In the dark, as they made love, when Voso was inside of her and unable to separate from her, she had been unable to even remember a world outside of them. In the many, many hours, perhaps days, that they had been so entangled, she had not thought once of anything but them, and pleasure, and love. She had forgotten that she was Human, that she lived on Earth, that there was a Trothplight or a storm or a real estate deal anywhere in the universe at all.
She leaned back on her hands. The last time she had felt like this—
She cut her thoughts off, not wanting to re-live the betrayal of her brother-in-law or her sister. But the pang of hurt that usually accompanied her thoughts seemed dull and harmless.
She had fought for so many years against this happening!
“Remember,” she told herself quietly. It was a habit of hers, a habit of mind she had sworn to always uphold. Remember the pain of betrayal, so that you are always armed against it.

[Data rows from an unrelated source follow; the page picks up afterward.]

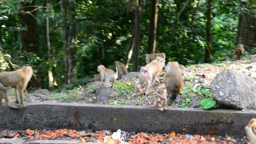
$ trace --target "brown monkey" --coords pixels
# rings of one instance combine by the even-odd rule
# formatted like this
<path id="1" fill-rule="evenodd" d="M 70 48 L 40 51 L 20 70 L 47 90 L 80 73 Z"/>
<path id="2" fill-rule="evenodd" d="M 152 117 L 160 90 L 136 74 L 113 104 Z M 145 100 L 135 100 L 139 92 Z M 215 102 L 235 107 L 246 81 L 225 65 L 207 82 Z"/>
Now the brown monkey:
<path id="1" fill-rule="evenodd" d="M 246 135 L 250 140 L 249 144 L 256 144 L 256 119 L 252 118 L 245 128 Z"/>
<path id="2" fill-rule="evenodd" d="M 94 81 L 100 81 L 100 74 L 95 74 L 94 75 Z"/>
<path id="3" fill-rule="evenodd" d="M 22 108 L 25 108 L 26 106 L 23 104 L 23 93 L 32 77 L 33 73 L 33 69 L 30 66 L 24 66 L 21 69 L 15 71 L 0 73 L 0 103 L 2 102 L 3 97 L 6 106 L 13 108 L 17 108 L 17 106 L 11 105 L 11 104 L 9 103 L 6 90 L 4 85 L 15 86 L 16 103 L 20 103 L 18 98 L 18 95 L 21 106 Z"/>
<path id="4" fill-rule="evenodd" d="M 126 12 L 135 12 L 136 5 L 136 0 L 129 0 L 126 5 Z"/>
<path id="5" fill-rule="evenodd" d="M 142 66 L 140 68 L 140 78 L 139 84 L 137 85 L 137 88 L 139 90 L 142 86 L 145 85 L 144 95 L 148 94 L 148 90 L 155 80 L 159 82 L 157 76 L 162 71 L 162 63 L 164 63 L 162 60 L 159 61 L 160 62 L 153 60 L 145 66 Z"/>
<path id="6" fill-rule="evenodd" d="M 170 105 L 173 99 L 182 90 L 184 85 L 182 71 L 177 63 L 172 62 L 167 64 L 164 81 L 167 93 L 170 96 L 168 104 Z"/>
<path id="7" fill-rule="evenodd" d="M 117 67 L 117 69 L 118 70 L 118 79 L 121 79 L 122 76 L 128 74 L 128 71 L 127 71 L 127 69 L 126 69 L 126 67 L 124 64 L 123 64 L 119 61 L 117 61 L 115 62 L 115 65 L 116 65 L 116 66 Z"/>
<path id="8" fill-rule="evenodd" d="M 233 58 L 234 60 L 239 60 L 240 59 L 242 55 L 244 54 L 244 45 L 242 44 L 238 44 L 233 54 Z"/>
<path id="9" fill-rule="evenodd" d="M 109 87 L 111 86 L 110 81 L 113 81 L 113 84 L 112 87 L 114 86 L 114 81 L 117 79 L 118 77 L 118 70 L 116 66 L 116 72 L 110 69 L 106 69 L 105 66 L 102 65 L 98 66 L 97 70 L 100 72 L 101 75 L 100 85 L 100 86 L 101 86 L 103 80 L 105 80 L 105 86 Z"/>
<path id="10" fill-rule="evenodd" d="M 146 63 L 148 64 L 153 60 L 155 59 L 157 57 L 159 57 L 162 58 L 165 60 L 165 54 L 164 53 L 153 53 L 150 54 L 146 54 L 145 59 Z"/>
<path id="11" fill-rule="evenodd" d="M 159 84 L 157 89 L 157 92 L 155 94 L 153 98 L 154 105 L 156 108 L 164 112 L 166 109 L 164 107 L 167 102 L 167 92 L 165 86 L 163 84 Z"/>
<path id="12" fill-rule="evenodd" d="M 155 60 L 158 61 L 158 62 L 160 62 L 160 59 L 161 59 L 162 60 L 162 61 L 164 62 L 163 63 L 162 63 L 162 67 L 164 68 L 165 69 L 165 60 L 164 59 L 164 58 L 160 57 L 156 57 L 155 58 Z"/>

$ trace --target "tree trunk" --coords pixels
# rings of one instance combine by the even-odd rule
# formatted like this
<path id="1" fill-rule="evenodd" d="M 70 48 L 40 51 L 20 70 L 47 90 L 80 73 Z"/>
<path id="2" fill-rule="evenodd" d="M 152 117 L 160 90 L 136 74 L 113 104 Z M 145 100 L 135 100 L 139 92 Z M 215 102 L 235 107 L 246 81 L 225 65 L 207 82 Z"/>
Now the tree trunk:
<path id="1" fill-rule="evenodd" d="M 206 34 L 207 35 L 207 46 L 206 48 L 204 62 L 209 63 L 210 62 L 210 54 L 212 49 L 212 31 L 211 31 L 211 21 L 212 20 L 212 1 L 207 1 L 207 22 L 206 23 Z"/>
<path id="2" fill-rule="evenodd" d="M 135 12 L 135 33 L 134 34 L 134 46 L 133 53 L 133 71 L 139 71 L 139 42 L 140 36 L 140 18 L 141 8 L 138 0 L 136 0 L 137 8 Z"/>
<path id="3" fill-rule="evenodd" d="M 148 53 L 154 53 L 156 48 L 156 34 L 158 16 L 159 0 L 151 0 L 150 26 L 149 37 Z"/>
<path id="4" fill-rule="evenodd" d="M 34 17 L 37 16 L 37 11 L 35 10 L 32 11 L 34 7 L 28 6 L 36 5 L 35 1 L 33 1 L 31 4 L 26 1 L 21 2 L 20 11 L 22 10 L 31 12 L 30 12 L 30 14 L 20 13 L 18 14 L 18 18 L 20 27 L 22 28 L 20 32 L 21 50 L 28 53 L 34 52 L 38 55 L 39 47 L 37 23 L 36 19 Z M 25 28 L 26 29 L 22 28 Z M 38 67 L 39 64 L 38 62 L 34 64 L 34 66 Z M 42 74 L 41 71 L 38 71 L 36 74 L 36 78 L 33 76 L 28 86 L 32 85 L 40 87 L 42 86 Z"/>
<path id="5" fill-rule="evenodd" d="M 251 1 L 250 4 L 253 1 Z M 244 2 L 241 2 L 241 6 L 246 4 Z M 248 9 L 252 7 L 251 5 L 246 6 Z M 236 44 L 242 44 L 245 47 L 245 50 L 250 50 L 252 48 L 256 43 L 256 18 L 251 16 L 249 15 L 245 14 L 240 15 L 238 19 L 238 27 L 236 35 Z"/>
<path id="6" fill-rule="evenodd" d="M 76 1 L 69 0 L 68 9 L 69 25 L 68 28 L 68 43 L 69 72 L 70 75 L 68 83 L 70 84 L 70 80 L 76 79 L 77 69 L 76 68 L 76 23 L 75 16 Z"/>
<path id="7" fill-rule="evenodd" d="M 46 12 L 49 12 L 50 6 L 50 0 L 46 0 Z M 52 72 L 52 65 L 51 62 L 51 47 L 49 34 L 49 18 L 46 17 L 45 19 L 46 23 L 46 47 L 47 48 L 47 61 L 48 61 L 48 88 L 49 90 L 52 91 L 54 89 L 53 85 L 53 75 Z"/>
<path id="8" fill-rule="evenodd" d="M 135 25 L 134 25 L 135 26 Z M 130 41 L 130 44 L 128 47 L 128 50 L 127 53 L 124 59 L 124 64 L 126 65 L 126 68 L 128 68 L 129 67 L 129 63 L 130 60 L 132 55 L 133 51 L 133 48 L 134 47 L 134 33 L 135 31 L 135 27 L 134 26 L 133 29 L 133 30 L 132 33 L 132 37 L 131 37 Z"/>
<path id="9" fill-rule="evenodd" d="M 64 82 L 68 84 L 69 74 L 68 73 L 68 57 L 67 48 L 68 47 L 68 30 L 67 30 L 67 7 L 68 2 L 66 0 L 63 0 L 60 3 L 60 10 L 61 11 L 61 17 L 62 18 L 62 43 L 63 49 L 63 62 L 64 62 Z"/>

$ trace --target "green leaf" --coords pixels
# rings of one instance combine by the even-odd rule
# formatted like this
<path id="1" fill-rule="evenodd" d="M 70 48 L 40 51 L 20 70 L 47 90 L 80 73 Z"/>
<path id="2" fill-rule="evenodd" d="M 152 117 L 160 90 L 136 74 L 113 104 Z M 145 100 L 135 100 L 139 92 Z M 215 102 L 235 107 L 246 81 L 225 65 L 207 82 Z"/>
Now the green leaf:
<path id="1" fill-rule="evenodd" d="M 216 104 L 216 101 L 212 97 L 202 100 L 200 101 L 201 108 L 208 109 L 214 107 Z"/>

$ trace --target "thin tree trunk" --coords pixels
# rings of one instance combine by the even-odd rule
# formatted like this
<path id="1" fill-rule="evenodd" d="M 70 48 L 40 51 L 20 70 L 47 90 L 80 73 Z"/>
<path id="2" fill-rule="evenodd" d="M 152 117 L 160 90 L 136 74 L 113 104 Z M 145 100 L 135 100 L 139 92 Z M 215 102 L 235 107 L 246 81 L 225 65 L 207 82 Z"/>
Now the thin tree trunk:
<path id="1" fill-rule="evenodd" d="M 1 27 L 0 27 L 0 45 L 3 45 L 4 42 L 2 41 L 2 31 L 1 31 Z"/>
<path id="2" fill-rule="evenodd" d="M 68 29 L 68 49 L 69 76 L 68 83 L 70 84 L 70 80 L 76 79 L 77 69 L 76 62 L 76 23 L 75 16 L 76 13 L 75 11 L 76 1 L 68 1 L 69 20 L 69 25 Z"/>
<path id="3" fill-rule="evenodd" d="M 67 48 L 68 46 L 68 30 L 67 28 L 67 6 L 68 2 L 66 0 L 63 0 L 60 3 L 60 10 L 61 17 L 62 18 L 62 43 L 63 50 L 63 62 L 64 62 L 64 82 L 68 84 L 68 54 Z"/>
<path id="4" fill-rule="evenodd" d="M 128 50 L 127 51 L 127 54 L 124 59 L 124 64 L 126 65 L 126 68 L 128 68 L 129 67 L 129 63 L 132 58 L 133 51 L 133 48 L 134 47 L 134 34 L 135 32 L 135 23 L 133 26 L 133 30 L 132 33 L 132 36 L 131 37 L 130 43 L 128 47 Z"/>
<path id="5" fill-rule="evenodd" d="M 207 1 L 207 22 L 206 22 L 206 34 L 207 35 L 207 46 L 206 48 L 204 62 L 209 63 L 210 62 L 211 50 L 212 49 L 212 31 L 211 31 L 211 21 L 212 20 L 212 1 Z"/>
<path id="6" fill-rule="evenodd" d="M 159 0 L 151 0 L 150 26 L 149 37 L 148 53 L 154 53 L 156 48 L 156 34 L 158 17 Z"/>
<path id="7" fill-rule="evenodd" d="M 21 49 L 28 53 L 33 52 L 39 55 L 39 37 L 37 32 L 37 23 L 35 18 L 37 16 L 37 11 L 32 11 L 34 8 L 32 6 L 36 5 L 35 1 L 32 1 L 31 3 L 26 1 L 21 2 L 20 4 L 20 11 L 31 11 L 30 14 L 20 13 L 18 14 L 18 19 L 21 28 L 26 28 L 26 30 L 21 28 L 20 37 L 21 42 Z M 39 63 L 35 63 L 33 66 L 37 67 Z M 41 71 L 38 71 L 37 78 L 32 77 L 28 86 L 40 87 L 42 86 L 42 74 Z"/>
<path id="8" fill-rule="evenodd" d="M 50 0 L 46 0 L 46 12 L 49 12 L 50 6 Z M 52 91 L 54 89 L 53 85 L 53 76 L 52 72 L 52 66 L 51 62 L 51 47 L 50 42 L 50 35 L 49 34 L 49 18 L 46 18 L 46 46 L 47 48 L 47 61 L 49 63 L 48 69 L 48 88 L 49 90 Z"/>
<path id="9" fill-rule="evenodd" d="M 134 46 L 133 53 L 133 71 L 139 71 L 139 42 L 140 36 L 140 16 L 141 9 L 138 0 L 136 0 L 137 10 L 135 14 L 135 33 L 134 34 Z"/>

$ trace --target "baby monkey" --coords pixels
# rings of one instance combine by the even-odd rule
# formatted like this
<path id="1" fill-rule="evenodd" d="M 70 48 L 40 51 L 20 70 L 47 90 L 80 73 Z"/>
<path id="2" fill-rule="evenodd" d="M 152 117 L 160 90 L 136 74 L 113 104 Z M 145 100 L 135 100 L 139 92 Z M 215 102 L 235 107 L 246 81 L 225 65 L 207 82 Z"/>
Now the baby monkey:
<path id="1" fill-rule="evenodd" d="M 166 109 L 164 107 L 167 103 L 167 92 L 165 86 L 163 84 L 159 84 L 157 91 L 153 98 L 154 106 L 157 109 L 164 112 Z"/>

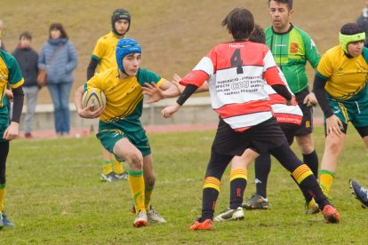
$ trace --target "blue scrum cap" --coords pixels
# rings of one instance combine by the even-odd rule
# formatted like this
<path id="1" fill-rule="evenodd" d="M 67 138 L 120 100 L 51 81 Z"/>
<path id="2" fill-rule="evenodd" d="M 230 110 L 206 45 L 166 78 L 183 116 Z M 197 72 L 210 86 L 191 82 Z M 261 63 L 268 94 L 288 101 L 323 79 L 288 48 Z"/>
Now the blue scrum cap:
<path id="1" fill-rule="evenodd" d="M 140 43 L 138 43 L 134 39 L 123 38 L 117 42 L 116 51 L 116 62 L 117 67 L 122 72 L 125 72 L 123 67 L 123 59 L 128 54 L 136 52 L 141 53 L 142 51 Z"/>

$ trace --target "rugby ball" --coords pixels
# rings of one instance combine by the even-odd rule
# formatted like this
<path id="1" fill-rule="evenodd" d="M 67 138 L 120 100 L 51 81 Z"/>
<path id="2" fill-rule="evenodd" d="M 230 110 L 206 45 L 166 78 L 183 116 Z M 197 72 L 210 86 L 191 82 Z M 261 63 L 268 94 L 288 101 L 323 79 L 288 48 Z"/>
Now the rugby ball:
<path id="1" fill-rule="evenodd" d="M 89 106 L 92 106 L 92 111 L 98 110 L 100 107 L 105 107 L 105 94 L 98 88 L 89 88 L 84 91 L 83 95 L 82 106 L 84 108 Z"/>

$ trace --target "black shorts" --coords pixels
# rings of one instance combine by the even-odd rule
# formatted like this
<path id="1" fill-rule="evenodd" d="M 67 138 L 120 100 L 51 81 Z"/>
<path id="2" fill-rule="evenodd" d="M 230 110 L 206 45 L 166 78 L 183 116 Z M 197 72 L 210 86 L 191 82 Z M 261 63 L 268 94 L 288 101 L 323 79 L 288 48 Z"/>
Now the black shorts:
<path id="1" fill-rule="evenodd" d="M 278 124 L 280 125 L 281 129 L 283 130 L 284 134 L 286 137 L 287 143 L 289 143 L 289 146 L 292 146 L 292 142 L 294 141 L 295 132 L 299 130 L 300 126 L 298 124 L 294 124 L 294 123 L 284 123 L 284 122 L 282 123 L 278 122 Z"/>
<path id="2" fill-rule="evenodd" d="M 313 131 L 313 107 L 307 107 L 307 104 L 303 104 L 304 99 L 308 94 L 308 87 L 295 94 L 298 105 L 303 112 L 303 120 L 298 130 L 295 132 L 295 136 L 307 135 Z"/>
<path id="3" fill-rule="evenodd" d="M 220 154 L 242 155 L 245 149 L 251 148 L 262 154 L 285 142 L 286 138 L 274 117 L 243 132 L 235 131 L 220 119 L 212 151 Z"/>

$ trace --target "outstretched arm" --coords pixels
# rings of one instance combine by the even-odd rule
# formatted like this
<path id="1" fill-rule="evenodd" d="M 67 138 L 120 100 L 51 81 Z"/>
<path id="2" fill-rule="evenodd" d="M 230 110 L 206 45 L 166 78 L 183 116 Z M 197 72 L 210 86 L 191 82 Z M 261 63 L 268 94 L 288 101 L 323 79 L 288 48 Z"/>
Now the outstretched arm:
<path id="1" fill-rule="evenodd" d="M 164 86 L 162 85 L 157 88 L 155 83 L 151 83 L 150 84 L 146 83 L 145 87 L 143 87 L 143 94 L 149 96 L 148 103 L 157 102 L 164 99 L 180 96 L 186 88 L 185 86 L 180 84 L 180 81 L 181 77 L 175 74 L 172 77 L 172 83 L 169 82 L 172 85 L 169 88 L 166 88 L 166 90 L 164 90 L 164 83 L 163 83 Z M 199 87 L 195 93 L 204 91 L 208 91 L 207 83 L 204 83 L 201 87 Z"/>

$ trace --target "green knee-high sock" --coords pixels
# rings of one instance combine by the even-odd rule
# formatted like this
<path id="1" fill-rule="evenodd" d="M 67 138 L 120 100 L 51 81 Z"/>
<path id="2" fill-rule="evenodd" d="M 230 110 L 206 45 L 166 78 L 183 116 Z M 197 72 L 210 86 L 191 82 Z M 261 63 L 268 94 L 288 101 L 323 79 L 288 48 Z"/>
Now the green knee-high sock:
<path id="1" fill-rule="evenodd" d="M 137 214 L 140 211 L 146 212 L 143 170 L 128 170 L 128 182 L 131 186 L 135 212 Z"/>

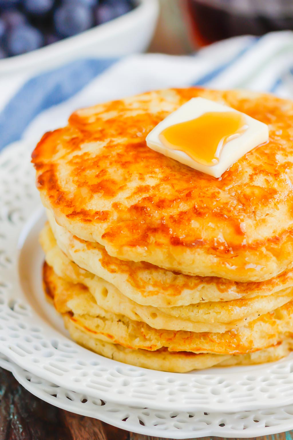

She tried to turn this feeling on, to direct it at Voso and Mozok. But when she did, she could feel only their love, see only the expression in Voso’s eyes as he mated with her. She could only hear sincerity and protectiveness.
She closed her eyes. Perhaps there was a way for this to work? Could she live here, with them? If she lost this contract, she would likely lose her job, and if she lost the commission from this job, she would be unable to move her parents from their awful existence on Callia-14.